Dear all, I'm analyzing data from TruSeq Custom Amplicon 1.5 panel.
I've read much about handling sequences linked to the original region of interest and finally got confused so any help would be highly appreciated. Maybe I'm missing something really basic here. For example, I'm not sure which sequences comprise a read aside from the insert (=targeted region) itself and flanking target-specific primers.
Illumina says that "Adapter trimming is not required for TruSeq Targeted RNA Expression, TruSeq Custom Amplicon, and TruSeq Cancer Panel when using Illumina analysis pipelines". Is it the case? Here they claim that "Each probe contains unique, target-specific sequence as well as a universal adapter sequence that is used in a subsequent amplification reaction". The aformentioned target-specific sequence is an upstream or downstream locus-specific oligo (ULSO/DLSO). Here they give only the index sequences for TSCA, no universal adapter sequence.
Please have a look at the image attached.
MultiQC plot for adapter content
This is an example MultiQC plot for adapter content, FastQC claims that it is the Illumina universal adapter (based on finding of AGATCGGAAGAG sequence, as far as I understood from FastQC's documentation). I've used zcat LK_S2_L001_R2_001.fastq.gz | grep AGATCGGAAGAG
and noticed that this sequence is a part of a longer pattern. zcat LK_S2_L001_R2_001.fastq.gz | grep -c AGATCGGAAGAGCGTCGTGTAGGGAAAGAGTGTAAGG
returned 8863 (while zcat LK_S2_L001_R2_001.fastq.gz | grep -c AGATCGGAAGAG
returned 11079).
How should I handle it? They say that "if you use BWA-MEM, the trailing (5’) bases of a read that do not match the reference are soft-clipped, which covers those cases in which an adapter does occur". Yet Heng Li says: "...Bwa-mem will just soft clip them[adapter sequences]... However, it is still recommended to trim adapter sequences. After all, adapters are not part of the samples you are sequencing. They might affect variant calling in corner cases".
Also, I've read that you should get rid of ULSO and DLSO sequences. What is the typical approach here? I know that BAMclipper can do this after alignment.
To sum up, I'm trying to figure out (for TruSeq Custom Amplicon 1.5): - what sequences to trim, - when to trim them, - which tool to use.
How do you clean TruSeq Custom Amplicon data in terms of getting rid of extraneous sequences? I'm stuck. Please be merciful and sorry for the chaotic question!
Yet another reason to not trust what Illumina says.

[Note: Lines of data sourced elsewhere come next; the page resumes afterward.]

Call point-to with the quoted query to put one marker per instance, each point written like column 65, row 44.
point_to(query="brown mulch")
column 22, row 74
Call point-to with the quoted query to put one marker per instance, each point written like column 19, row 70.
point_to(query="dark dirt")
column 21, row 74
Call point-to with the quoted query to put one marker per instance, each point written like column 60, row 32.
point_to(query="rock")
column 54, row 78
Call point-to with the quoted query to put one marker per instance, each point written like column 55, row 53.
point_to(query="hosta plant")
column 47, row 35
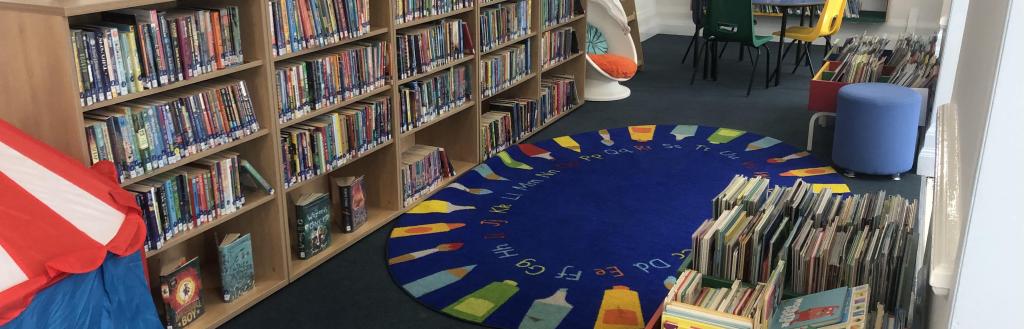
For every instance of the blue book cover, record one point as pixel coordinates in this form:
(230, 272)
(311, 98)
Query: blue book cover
(813, 311)
(237, 274)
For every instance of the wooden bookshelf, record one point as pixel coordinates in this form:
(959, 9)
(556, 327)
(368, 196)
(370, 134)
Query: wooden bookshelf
(39, 93)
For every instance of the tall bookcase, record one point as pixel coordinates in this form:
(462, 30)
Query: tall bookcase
(39, 94)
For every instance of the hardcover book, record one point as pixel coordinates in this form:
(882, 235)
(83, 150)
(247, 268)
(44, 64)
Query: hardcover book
(312, 213)
(237, 274)
(180, 287)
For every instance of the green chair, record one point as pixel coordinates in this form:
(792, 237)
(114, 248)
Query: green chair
(732, 21)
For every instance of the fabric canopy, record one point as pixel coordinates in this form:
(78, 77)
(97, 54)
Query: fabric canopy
(56, 217)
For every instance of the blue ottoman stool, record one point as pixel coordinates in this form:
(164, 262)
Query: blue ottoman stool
(876, 128)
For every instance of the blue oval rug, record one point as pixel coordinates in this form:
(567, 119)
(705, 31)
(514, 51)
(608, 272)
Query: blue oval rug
(580, 231)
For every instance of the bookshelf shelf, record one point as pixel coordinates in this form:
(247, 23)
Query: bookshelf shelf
(333, 108)
(368, 35)
(43, 50)
(252, 202)
(176, 85)
(197, 156)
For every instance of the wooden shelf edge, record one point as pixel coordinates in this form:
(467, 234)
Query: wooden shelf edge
(172, 86)
(335, 107)
(467, 105)
(350, 161)
(421, 21)
(197, 156)
(251, 204)
(465, 58)
(371, 34)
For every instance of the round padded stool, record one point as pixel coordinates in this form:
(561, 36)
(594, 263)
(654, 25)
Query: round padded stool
(876, 128)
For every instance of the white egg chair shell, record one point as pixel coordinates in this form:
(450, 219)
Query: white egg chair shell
(608, 17)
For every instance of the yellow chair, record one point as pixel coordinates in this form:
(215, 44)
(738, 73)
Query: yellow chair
(828, 24)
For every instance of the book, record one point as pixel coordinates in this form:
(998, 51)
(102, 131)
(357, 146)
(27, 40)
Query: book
(350, 200)
(237, 273)
(181, 290)
(312, 222)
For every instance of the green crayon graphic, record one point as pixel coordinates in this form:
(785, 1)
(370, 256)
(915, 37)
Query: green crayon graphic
(479, 304)
(547, 313)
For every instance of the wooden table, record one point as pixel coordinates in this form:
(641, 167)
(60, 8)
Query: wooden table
(785, 4)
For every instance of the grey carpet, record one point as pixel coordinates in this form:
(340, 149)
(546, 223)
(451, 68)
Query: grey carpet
(354, 290)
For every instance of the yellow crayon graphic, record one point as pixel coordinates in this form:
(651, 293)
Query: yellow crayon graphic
(568, 142)
(723, 135)
(808, 172)
(620, 310)
(642, 133)
(435, 206)
(424, 229)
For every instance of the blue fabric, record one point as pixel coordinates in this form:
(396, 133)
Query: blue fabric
(619, 212)
(876, 128)
(115, 295)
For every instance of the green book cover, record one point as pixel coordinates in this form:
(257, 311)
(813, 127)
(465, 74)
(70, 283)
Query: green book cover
(312, 213)
(237, 274)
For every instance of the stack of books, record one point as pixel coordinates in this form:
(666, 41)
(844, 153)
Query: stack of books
(504, 68)
(143, 135)
(424, 48)
(320, 81)
(423, 167)
(187, 197)
(558, 45)
(131, 50)
(426, 98)
(298, 25)
(503, 23)
(409, 10)
(826, 240)
(329, 141)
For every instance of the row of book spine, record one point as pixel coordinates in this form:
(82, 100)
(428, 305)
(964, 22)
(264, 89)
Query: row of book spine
(188, 197)
(130, 50)
(409, 10)
(143, 135)
(423, 168)
(504, 68)
(558, 45)
(297, 25)
(558, 11)
(426, 98)
(503, 23)
(321, 81)
(424, 48)
(328, 141)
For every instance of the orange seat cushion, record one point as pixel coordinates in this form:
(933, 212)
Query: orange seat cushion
(615, 66)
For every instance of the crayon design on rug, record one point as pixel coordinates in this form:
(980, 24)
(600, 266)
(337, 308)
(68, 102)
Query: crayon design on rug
(547, 313)
(797, 155)
(437, 206)
(620, 310)
(723, 135)
(461, 187)
(568, 142)
(764, 142)
(683, 131)
(484, 170)
(425, 252)
(535, 152)
(424, 229)
(479, 304)
(512, 163)
(436, 281)
(642, 133)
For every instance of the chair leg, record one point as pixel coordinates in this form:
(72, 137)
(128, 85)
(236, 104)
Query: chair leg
(754, 72)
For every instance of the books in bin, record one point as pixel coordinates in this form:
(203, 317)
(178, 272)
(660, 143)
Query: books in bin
(237, 273)
(350, 200)
(312, 222)
(180, 288)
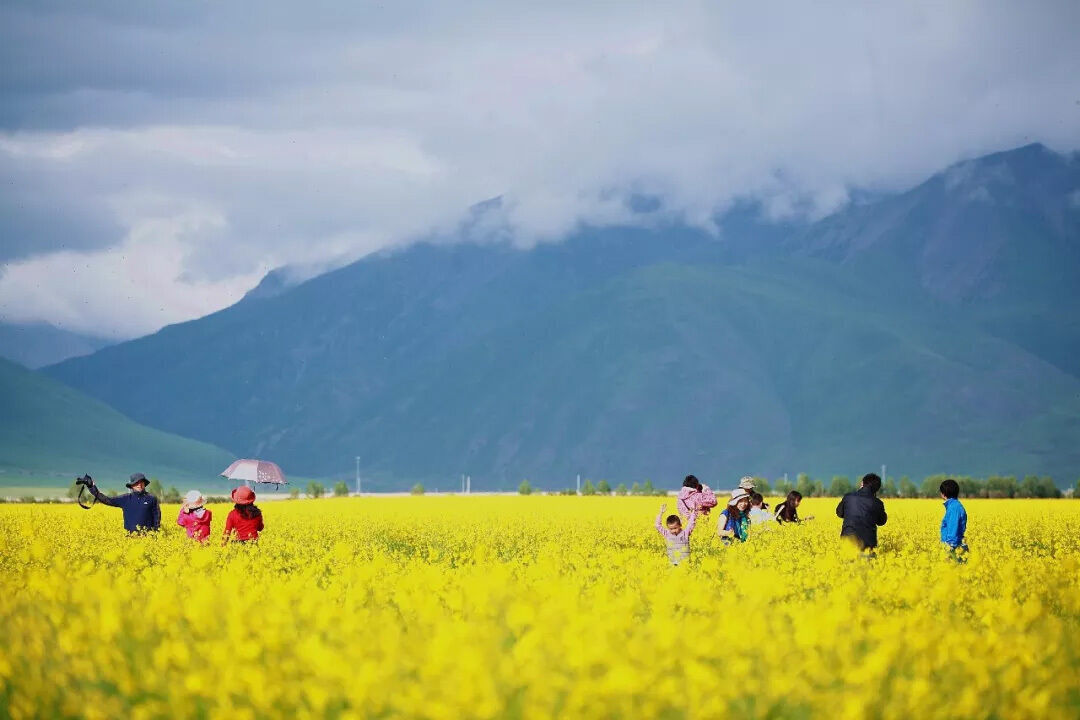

They create good sequencing machines (though recently, each iteration has been worse) but their software is terrible, and in general, given that their latest sequencers no longer report quality scores correctly, I'm not entirely sure they have anyone in charge of their products that understands their users.
Mapping will always be more accurate if adapter sequences are removed first.
Yes, you should trim primer sequences. Those are not true "observations" of your individuals, you may introduce artefacts in rare cases.
I haven't tried it myself, but I think https://github.com/tommyau/bamclipper does the job.
If your amplicon panel does not have any overlapping amplicons, removing primer or not depends on whether you expect and tolerate missing "rare cases", e.g. SNV or INDEL near gene-specific primers. It depends on the genes of interest and the panel design in the context of variant types and location. In our case, mutations could be anywhere and any type: we came across with a clinical case of BRCA1 deletion that is close to the gene-specific primer. That INDEL could be missed only if gene-specific primer sequence is perfectly removed from FASTQ before BWA-MEM (https://www.nature.com/articles/s41598-017-01703-6/figures/2).
If there are overlapping amplicons in the panel, you should consider removing the gene-specific primers for the sake of accurate sequencing depth calculation and variant calling, no matter it is removed in FASTQ level or BAM level or variant calling algorithm level.
Yes, the amplicons are overlapping so I'll try to remove primers with BAMClipper. Thank you.
If ULSO and DLSO are upstream and downstream to the targeted sequence and I'm going to restrict variant calling using an intervals list, than do I need to trim the primers?
restricting with an interval list will still cause you to miss some real variants you could detect if you trim USLO/DLSO. See my IGV screenshots in this post.